Красные продержались недолго. Снова пришли белые. Кое-кто знал, что я взорвал «Рион», и мне пришлось бежать от расстрела.

Я пешком пробирался в Ени-Кале. Думал, что там легче укрыться. Весь Крым был под белыми.

Шел я горами, по Яйле. Идти было трудно, порою невыносимо. Известняк покрыт большими воронками и трещинами, и я сбил себе в кровь ноги. Изредка я замечал на вершинах татар-чабанов с отарами овец, но обходил их из-за собак. Горные овчарки разорвут в клочья.

Шел три дня, пока вышел к Коктебелю. Два дня я ничего не ел, раны на ногах горели, и я ругался от боли.

Пришел в Коктебель и понял, что дальше идти не могу. Зашел к болгарам-крестьянам. Хмурый народ. Женщины и даже девочки носят у них все черное, как траур. Молодой болгарин дал мне напиться солоноватой воды и сказал:

— Здесь не дело ни сидеть, ни ночевать. Увидят солдаты — всем будет каюк. Иди к Максу.

Я спросил, кто такой Макс. Болгарин ответил, что Макс — хороший человек. Только он один может меня спрятать в Коктебеле.

Так я попал в дом к поэту Максимилиану Волошину. Все его звали Максом.

Встретил меня низенький бородатый человек, посмотрел на мои ноги, ничего не спросил и сказал: «Иди скорее за мной». Отвел меня в укромную комнату, а сам ушел. Через несколько минут пришла женщина и перевязала мне ноги. Меня накормили. Я уснул и проспал около суток.

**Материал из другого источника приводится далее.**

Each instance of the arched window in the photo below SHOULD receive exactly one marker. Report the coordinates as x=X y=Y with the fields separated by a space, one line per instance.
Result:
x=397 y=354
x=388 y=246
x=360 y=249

На следующий день Волошин опять пришел и сказал, чтобы я ничего не боялся: у него в доме белые не посмеют меня тронуть.

На десятый день я собрался идти дальше, в Феодосию. Ноги зажили, боль прошла. Волошин проводил меня до половины дороги. Он дал мне письмо в город к одному художнику с просьбой мне помочь. Я поблагодарил его. Мы расцеловались. Он долго стоял и смотрел мне вслед.

Больше я его не встречал. Только теперь, через пятнадцать лет, я пошел на его могилу в сухих горах и принес на нее с морского берега несколько гладких зеленых камней. Мне передавали, что Волошин просил его могилу засыпать морскими камнями.

В Феодосии я пробыл два дня у художника. Спал в его мастерской за неоконченными картинами, как за ширмами,

Художник — старый поляк, человек сухой и молчаливый, — меня почти не заметил. Только при первой встрече он проворчал:

— Мне совершенно все равно, кто вы и почему скрываетесь. Мне нет никакого дела до офицеров и большевиков. Все вы мешаете людям работать.

— Если я мешаю, то уйду, — ответил я и пошел к двери.

— Если вы выйдете раньше, чем я вам позволю, — сказал он, — то я сейчас же пойду в контрразведку и донесу на вас. Поняли?

Через три дня он так же на ходу, не отрываясь от работы, сказал мне:

— Теперь можете убираться.

Я ушел. Вскоре я узнал, что в городе рыскала по улицам отчаянная офицерская сотня и выйти было невозможно. В тот день, когда художник меня выгнал, сотня ушла в Симферополь.